Wednesday, May 09, 2007

The Local Crows

A pair of crows 'moved' into my area a few weeks ago, taking up a permanent position at the top of a tree near my window. I've grown quite fond of them, despite their not-very-attractive noise.... they've been waking me up at the break of dawn every day, making me quite grumpy through lack of sleep.

But rather luckily for me, today they didn't appear until lunchtime... very lucky, as today is a writing day and I'm supposed to be productive and intellectually incisive! (Yes, maybe that'll happen when I've logged out of Blogger!)

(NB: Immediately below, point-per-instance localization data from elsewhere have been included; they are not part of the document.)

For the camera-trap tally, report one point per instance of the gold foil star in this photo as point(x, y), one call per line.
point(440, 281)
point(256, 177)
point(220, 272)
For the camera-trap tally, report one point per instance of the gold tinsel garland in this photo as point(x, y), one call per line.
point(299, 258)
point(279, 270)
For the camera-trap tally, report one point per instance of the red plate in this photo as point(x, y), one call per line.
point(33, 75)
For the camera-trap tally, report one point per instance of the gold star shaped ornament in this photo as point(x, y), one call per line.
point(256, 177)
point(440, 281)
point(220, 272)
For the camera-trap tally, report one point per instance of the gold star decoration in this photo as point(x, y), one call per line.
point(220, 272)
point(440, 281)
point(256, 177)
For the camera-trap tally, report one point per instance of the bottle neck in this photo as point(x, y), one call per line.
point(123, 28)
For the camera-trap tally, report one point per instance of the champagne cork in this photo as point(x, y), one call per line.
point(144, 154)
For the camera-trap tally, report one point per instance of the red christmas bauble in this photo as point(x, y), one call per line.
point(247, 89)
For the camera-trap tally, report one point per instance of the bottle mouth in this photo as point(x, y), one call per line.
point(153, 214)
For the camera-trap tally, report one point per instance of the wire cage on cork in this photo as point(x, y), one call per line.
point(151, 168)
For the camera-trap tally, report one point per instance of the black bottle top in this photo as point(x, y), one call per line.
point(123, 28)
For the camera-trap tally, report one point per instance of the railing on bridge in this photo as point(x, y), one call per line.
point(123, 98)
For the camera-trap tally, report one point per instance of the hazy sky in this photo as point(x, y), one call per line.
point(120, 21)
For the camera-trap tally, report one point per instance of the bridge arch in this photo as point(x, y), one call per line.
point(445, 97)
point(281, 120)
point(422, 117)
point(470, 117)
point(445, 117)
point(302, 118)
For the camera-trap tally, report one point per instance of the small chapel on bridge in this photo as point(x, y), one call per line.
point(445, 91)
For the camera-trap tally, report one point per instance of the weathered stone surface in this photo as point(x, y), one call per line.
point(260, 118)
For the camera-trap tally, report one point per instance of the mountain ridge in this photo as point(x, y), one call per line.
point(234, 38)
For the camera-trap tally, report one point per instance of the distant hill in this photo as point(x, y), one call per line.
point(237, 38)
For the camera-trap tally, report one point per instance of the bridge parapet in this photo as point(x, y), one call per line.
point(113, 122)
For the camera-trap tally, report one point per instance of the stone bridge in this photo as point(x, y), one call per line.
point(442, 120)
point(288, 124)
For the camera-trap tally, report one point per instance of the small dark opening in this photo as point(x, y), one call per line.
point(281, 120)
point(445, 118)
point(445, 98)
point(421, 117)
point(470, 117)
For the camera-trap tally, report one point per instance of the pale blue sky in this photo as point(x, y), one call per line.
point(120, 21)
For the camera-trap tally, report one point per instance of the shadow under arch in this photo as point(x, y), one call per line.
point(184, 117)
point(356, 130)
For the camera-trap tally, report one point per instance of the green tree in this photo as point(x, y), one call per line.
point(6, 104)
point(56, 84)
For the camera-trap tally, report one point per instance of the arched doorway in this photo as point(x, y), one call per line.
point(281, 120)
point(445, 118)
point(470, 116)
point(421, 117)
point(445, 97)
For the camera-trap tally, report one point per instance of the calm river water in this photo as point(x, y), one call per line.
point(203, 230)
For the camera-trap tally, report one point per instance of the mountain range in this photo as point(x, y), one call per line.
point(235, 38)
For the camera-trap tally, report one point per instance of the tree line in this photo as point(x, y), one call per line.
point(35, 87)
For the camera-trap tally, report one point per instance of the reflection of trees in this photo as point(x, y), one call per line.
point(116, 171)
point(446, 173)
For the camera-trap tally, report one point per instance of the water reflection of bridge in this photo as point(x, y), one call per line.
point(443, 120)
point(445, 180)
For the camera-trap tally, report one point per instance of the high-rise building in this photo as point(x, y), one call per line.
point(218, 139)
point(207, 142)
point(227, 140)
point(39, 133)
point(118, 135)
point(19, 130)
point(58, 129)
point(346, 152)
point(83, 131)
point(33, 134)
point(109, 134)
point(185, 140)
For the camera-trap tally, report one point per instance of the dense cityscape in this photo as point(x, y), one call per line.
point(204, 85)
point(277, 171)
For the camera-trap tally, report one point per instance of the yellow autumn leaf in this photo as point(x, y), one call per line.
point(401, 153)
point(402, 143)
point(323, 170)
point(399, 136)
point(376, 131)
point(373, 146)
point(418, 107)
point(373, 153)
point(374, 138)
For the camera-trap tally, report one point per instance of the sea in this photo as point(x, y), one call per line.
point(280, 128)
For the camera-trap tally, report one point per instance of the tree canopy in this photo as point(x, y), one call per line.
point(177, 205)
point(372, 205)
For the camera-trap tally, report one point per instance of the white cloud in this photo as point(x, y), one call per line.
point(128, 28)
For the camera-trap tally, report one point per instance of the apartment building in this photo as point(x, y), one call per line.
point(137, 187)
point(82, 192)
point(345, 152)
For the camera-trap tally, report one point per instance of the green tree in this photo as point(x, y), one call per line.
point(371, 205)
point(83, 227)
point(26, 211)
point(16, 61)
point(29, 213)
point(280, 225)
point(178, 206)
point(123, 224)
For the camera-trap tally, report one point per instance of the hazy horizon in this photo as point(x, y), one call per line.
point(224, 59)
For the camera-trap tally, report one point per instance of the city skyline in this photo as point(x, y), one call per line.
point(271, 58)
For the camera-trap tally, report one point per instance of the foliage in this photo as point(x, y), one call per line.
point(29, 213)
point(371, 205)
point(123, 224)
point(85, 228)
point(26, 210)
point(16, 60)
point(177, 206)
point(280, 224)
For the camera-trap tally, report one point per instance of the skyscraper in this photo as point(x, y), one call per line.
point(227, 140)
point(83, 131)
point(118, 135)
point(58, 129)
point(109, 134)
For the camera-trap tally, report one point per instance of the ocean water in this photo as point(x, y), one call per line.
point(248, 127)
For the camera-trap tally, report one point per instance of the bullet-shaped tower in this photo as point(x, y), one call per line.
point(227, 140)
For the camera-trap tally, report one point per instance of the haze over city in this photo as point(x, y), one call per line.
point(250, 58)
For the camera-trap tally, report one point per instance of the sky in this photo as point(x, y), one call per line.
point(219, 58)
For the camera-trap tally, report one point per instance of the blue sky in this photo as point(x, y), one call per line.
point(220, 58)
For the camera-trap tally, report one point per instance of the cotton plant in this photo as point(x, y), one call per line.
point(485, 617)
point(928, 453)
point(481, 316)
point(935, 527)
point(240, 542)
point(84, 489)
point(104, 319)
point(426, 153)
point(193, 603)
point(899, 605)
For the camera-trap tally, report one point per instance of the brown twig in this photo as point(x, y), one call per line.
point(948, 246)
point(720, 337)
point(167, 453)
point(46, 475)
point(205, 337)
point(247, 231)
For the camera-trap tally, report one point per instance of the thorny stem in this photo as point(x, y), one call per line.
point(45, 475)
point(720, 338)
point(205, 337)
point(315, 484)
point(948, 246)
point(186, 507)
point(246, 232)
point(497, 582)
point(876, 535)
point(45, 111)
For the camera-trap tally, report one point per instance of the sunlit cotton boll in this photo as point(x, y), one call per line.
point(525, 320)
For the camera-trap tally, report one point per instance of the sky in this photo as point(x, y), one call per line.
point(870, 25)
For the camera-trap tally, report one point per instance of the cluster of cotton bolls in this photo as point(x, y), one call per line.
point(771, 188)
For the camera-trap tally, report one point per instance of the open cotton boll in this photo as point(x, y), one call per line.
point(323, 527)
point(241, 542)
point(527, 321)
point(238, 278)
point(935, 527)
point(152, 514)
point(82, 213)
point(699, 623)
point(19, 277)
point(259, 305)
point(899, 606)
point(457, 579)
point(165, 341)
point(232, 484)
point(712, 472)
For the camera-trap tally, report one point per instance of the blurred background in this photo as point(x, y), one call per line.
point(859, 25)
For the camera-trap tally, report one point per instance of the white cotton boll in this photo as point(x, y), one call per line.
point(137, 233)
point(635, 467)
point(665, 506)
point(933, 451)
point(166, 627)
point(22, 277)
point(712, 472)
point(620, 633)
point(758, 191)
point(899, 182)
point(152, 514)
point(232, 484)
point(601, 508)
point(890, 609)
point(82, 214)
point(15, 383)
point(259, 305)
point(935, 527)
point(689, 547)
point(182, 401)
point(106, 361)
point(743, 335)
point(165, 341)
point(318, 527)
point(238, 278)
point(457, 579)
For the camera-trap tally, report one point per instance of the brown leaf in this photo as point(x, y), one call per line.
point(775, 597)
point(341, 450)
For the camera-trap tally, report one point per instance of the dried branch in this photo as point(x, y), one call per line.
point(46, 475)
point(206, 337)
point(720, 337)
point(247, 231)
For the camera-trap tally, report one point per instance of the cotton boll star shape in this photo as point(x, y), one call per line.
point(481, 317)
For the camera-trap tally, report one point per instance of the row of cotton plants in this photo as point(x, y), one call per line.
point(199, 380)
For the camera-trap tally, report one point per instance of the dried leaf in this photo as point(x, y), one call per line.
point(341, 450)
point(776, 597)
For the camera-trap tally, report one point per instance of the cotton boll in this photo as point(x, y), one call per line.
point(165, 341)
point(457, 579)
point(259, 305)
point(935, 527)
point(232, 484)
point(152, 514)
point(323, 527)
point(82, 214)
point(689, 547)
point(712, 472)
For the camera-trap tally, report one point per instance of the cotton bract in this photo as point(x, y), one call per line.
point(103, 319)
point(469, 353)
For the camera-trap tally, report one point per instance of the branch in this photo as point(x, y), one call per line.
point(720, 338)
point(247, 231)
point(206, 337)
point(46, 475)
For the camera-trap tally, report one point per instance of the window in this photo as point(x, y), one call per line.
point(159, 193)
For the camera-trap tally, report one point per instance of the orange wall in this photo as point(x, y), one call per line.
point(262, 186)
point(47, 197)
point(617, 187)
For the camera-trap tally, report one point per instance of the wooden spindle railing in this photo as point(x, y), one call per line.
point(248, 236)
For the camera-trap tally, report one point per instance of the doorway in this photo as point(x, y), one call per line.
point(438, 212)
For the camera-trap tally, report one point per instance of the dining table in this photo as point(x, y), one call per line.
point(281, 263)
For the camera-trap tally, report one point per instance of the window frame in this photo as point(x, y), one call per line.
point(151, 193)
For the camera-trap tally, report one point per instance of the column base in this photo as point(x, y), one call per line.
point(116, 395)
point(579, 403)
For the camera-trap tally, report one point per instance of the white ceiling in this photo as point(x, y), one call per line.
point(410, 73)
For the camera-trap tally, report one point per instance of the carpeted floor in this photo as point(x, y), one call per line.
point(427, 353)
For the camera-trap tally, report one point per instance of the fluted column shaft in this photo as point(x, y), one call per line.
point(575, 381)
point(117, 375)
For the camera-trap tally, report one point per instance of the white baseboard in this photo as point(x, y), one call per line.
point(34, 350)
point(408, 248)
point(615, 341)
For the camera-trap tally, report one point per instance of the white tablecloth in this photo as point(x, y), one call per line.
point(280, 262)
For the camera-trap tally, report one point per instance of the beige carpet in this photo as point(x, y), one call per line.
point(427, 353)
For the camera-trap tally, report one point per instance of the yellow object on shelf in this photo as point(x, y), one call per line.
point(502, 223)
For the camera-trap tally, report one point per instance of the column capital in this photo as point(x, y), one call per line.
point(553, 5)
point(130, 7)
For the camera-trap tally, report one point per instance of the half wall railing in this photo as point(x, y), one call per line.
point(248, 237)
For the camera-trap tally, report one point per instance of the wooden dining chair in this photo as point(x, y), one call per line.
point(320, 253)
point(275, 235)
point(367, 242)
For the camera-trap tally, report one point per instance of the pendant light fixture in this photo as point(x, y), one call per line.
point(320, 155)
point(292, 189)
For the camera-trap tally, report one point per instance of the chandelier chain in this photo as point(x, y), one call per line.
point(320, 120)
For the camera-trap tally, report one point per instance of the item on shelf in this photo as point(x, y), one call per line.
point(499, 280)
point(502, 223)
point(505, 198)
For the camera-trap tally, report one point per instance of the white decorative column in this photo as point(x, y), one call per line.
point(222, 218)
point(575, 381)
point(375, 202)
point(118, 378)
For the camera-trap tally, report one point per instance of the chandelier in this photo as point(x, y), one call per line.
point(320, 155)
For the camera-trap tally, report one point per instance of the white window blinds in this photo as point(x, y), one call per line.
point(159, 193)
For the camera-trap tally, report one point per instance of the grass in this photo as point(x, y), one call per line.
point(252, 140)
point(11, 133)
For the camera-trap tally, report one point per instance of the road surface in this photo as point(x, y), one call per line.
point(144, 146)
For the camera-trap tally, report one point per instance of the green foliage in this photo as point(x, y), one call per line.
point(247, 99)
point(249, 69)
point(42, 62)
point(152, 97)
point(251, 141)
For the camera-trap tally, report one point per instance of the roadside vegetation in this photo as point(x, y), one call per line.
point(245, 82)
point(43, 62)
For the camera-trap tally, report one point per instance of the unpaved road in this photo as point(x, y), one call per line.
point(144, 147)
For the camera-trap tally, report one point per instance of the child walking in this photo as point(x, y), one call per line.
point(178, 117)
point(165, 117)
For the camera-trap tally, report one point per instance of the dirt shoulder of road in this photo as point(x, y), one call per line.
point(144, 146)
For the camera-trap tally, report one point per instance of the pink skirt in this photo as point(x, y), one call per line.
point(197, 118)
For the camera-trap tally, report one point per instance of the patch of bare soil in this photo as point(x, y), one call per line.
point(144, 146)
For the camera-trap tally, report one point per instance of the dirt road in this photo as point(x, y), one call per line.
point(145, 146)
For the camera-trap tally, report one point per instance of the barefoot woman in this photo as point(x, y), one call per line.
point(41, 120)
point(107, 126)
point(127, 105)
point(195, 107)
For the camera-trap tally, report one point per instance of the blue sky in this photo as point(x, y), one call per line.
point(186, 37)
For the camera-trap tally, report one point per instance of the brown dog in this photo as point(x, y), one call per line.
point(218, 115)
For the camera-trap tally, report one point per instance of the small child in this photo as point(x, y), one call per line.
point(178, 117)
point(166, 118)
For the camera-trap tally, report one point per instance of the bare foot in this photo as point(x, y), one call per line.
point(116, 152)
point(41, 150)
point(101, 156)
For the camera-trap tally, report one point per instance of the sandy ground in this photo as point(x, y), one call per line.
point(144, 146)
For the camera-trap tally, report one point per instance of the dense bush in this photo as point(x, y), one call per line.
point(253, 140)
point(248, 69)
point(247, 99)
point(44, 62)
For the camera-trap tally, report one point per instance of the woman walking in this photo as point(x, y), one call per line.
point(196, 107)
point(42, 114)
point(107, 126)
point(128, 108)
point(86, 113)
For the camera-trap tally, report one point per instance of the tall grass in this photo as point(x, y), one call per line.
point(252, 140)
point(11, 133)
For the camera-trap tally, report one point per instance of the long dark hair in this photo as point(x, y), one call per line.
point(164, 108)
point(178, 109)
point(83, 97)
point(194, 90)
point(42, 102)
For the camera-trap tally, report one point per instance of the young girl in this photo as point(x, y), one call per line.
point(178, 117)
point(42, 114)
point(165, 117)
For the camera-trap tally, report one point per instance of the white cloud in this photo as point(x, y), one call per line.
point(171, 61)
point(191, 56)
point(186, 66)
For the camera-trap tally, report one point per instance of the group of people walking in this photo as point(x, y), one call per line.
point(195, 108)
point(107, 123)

I don't know why I like them really, apart from them being attractive and cheeky looking. I suppose they seem quite perky and curious about what's going on around them. If birds were people, I think crows would be quite interesting to spend an evening in the pub with, as I'd expect them to know their own minds and have interesting ideas about things.... not that one should attribute human characteristics to birds and animals, of course, there's a word for that, isn't there... no, not 'deluded'... Robin knows.

They often seem to be portrayed as harbingers of death and doom... there's a strange illustration from a Victorian children's book in John Morley's 'Death, Heaven and the Victorians' showing a bird from the crow family with a coffin on its back, covered in a funerary pall. Not very Tellytubbies or Bob The Builder, but we've got a very different attitude to death and children to the Victorians.

So here's an illustration of a crow, not as deathly, but as an intelligent creature, from Aesop's Fables. It was thirsty but couldn't get to the water in the jug, so rather cleverly, dropped pebbles into the jug, one by one, till it forced the water level up high enough for it to drink. The moral being: use your wits! As opposed to looking out of the window at crows, when there's lots of writing to be done....sigh...

Illustration is by Thomas Bewick, 1818, from Bestiaria Latina, a site with lots of illustrated versions of Aesop's Fables. I remembered it from Mathias Klang's blog months ago, when I was already getting sucked into the frighteningly time-consuming and addictive habit of blogging.

2 comments:

Robin said...

No never deluded- anthropomorphic - thats the word you're after love. Funny enough I just got copied into a loony email today from an art student who used exactly that word.
Love the Enid Blyton site- why is she so maligned I wonder - she got so many kids reading and the books were magical.

Claire said...

Yeah, that was the word I was after!

I know, lovely site! Poor old Enid... maybe she'll have a renaissance soon, or something like that! Do you think it's literary snobbery, or just the rigorously politically-correct lot being a bit overly sniffy?

Either way, I don't think she's done me any harm (or you, for that matter!)